Lack of hydrants in rural areas poses problems for firefighters - KPLC 7 News, Lake Charles, Louisiana

Lack of hydrants in rural areas poses problems for firefighters

By Brandon Richards - bio | email

LAKE CHARLES, LA (KPLC-TV) –It is a problem that has plagued firefighters in rural areas for years.

A lack of fire hydrants not only serves as a major headache for firefighters; it also presents real danger to residents who live in rural areas, as evident by two area house fires this week.

While firefighters worked as hard as they could, they were fighting a losing battle trying to save a home on Fairfax Drive south of Lake Charles.

The home was completely destroyed.

While there are a number of factors that go into fighting fires, officials said the home's location is partly to blame.

"We don't have a water system [south of Lake Charles]. So you're going to have to carry [water] in on the trucks," said Lake Charles Fire Chief Keith Murray. "You're only going to fight the fire with what you bring."

There are some things firefighters can do to fight fires in rural areas, like piping water from nearby ponds. But that is not always an option.

Even if firefighters were able to find a water supply to tap into, depending on the distance, it might not help as much as one would think.

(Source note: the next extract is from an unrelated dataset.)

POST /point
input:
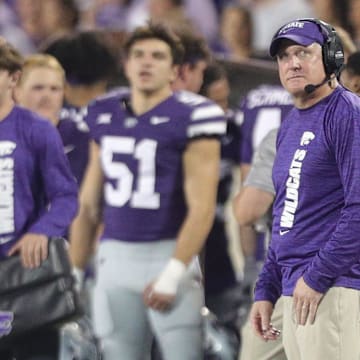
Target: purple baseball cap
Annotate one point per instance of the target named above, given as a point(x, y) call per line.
point(303, 32)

"If you lay a thousand feet of hose, there may only be 10lbs. of pressure at the other end," said Murray. "All of that pressure was lost pushing it through the hose."

Such was the case on Thursday when a fire destroyed a mobile home near Moss Bluff.

Murray said there are some fire hydrants in rural parts of northern Calcasieu Parish, but none south of Lake Charles.

Another concern is the number of fire stations south of Lake Charles. There are only two stations and many residents live miles away from them.

"They don't have a water supply system. That's the way rural firefighting is. That's the way rural living is," said Murray.

The parish has a contract with the City of Lake Charles to provide fire service to the area south of Lake Charles.

In the early 1990s, residents who live south of Lake Charles voted down a measure that would have paid for the installation of their own water system.